In a recent announcement, the government revealed that a new corporate tax will be imposed from the financial year that begins on 1st June 2023. In line with global best practices, the tax regime has been designed to minimize compliance burdens for businesses. Find out what the end of the “no corporate tax policy” means for companies operating in the UAE.
What to expect from the UAE’s corporate tax?
The application of corporate tax in the UAE had been discussed in financial circles for some time, so the announcement came as no surprise. Businesses and commercial activities will be taxed starting on 1st June 2023. The tax will be imposed on all profits the company earns and reports in its financial statements. Statements must be prepared according to the internationally accepted accounting standards, subject to minimal exceptions or adjustments. Companies will be regulated by the Federal Tax Authority (FTA) with regard to corporate tax payments.

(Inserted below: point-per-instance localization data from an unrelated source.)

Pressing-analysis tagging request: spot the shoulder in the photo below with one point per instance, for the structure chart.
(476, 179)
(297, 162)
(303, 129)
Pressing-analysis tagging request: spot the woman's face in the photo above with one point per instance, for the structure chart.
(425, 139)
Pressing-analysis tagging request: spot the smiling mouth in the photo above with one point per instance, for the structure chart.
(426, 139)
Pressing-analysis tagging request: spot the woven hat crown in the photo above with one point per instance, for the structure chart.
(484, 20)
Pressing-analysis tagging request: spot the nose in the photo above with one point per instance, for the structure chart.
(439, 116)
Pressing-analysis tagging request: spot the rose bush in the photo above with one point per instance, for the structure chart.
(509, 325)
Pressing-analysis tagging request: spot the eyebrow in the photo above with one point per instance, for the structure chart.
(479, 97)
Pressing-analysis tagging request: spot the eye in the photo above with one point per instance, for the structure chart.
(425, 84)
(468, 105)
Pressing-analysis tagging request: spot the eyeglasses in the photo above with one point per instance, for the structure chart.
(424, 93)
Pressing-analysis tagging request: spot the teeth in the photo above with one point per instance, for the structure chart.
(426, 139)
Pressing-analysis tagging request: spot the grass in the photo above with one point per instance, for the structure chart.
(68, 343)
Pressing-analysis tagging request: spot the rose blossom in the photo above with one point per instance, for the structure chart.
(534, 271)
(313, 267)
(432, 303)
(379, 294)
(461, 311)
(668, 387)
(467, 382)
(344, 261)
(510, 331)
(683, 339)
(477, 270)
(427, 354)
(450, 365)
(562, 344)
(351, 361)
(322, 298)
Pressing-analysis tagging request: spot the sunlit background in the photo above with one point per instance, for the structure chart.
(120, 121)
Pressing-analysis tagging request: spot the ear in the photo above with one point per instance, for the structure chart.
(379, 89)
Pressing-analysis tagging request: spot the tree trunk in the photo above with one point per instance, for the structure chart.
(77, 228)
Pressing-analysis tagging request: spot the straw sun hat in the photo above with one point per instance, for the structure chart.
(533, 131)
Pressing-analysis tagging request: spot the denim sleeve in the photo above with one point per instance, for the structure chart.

Profits will be taxed at a standard rate of 9%. For taxable profits up to AED 375,000, however, there will be no tax. This is intended to encourage startups and small businesses.
The slab rates have not yet been defined. However, this could change in the future. As a result, the UAE corporate tax rate will start as one of the most competitive in the world.
Businesses involved in the extraction of natural resources are exempt. Such companies will continue to be taxed at the Emirate level.
Furthermore, UAE businesses will be exempt from paying taxes on dividends and capital gains from their qualifying holdings. Foreign taxes will be credited against UAE corporate tax payable, meaning that a company making profits outside the UAE and paying taxes in that country will not be required to pay corporate tax on those profits in the UAE.
In the UAE, the end of the no corporate tax policy does not mean that individuals will be taxed. Corporate tax does not apply to personal income from employment, real estate, equity, or investments.
As long as businesses comply with all the regulatory requirements, the UAE corporate tax regime will continue to honor incentives offered to free zone businesses.
UAE is an international business hub, so no withholding tax will be applied on domestic and cross-border payments. Only foreign investors who carry on business in the country will be taxed.
UAE corporate tax law will have generous loss utilization provisions. UAE companies will be able to be taxed as a single entity as a result. When there is a loss or an intragroup transaction, they can apply for relief collectively (as units).
Details regarding penalties and other related aspects, such as a tax on minor separate mainland income of free zone companies, filing deadlines, and the carrying forward of losses, are likely to be announced in the coming months. The new rules will give companies ample time to adjust their policies.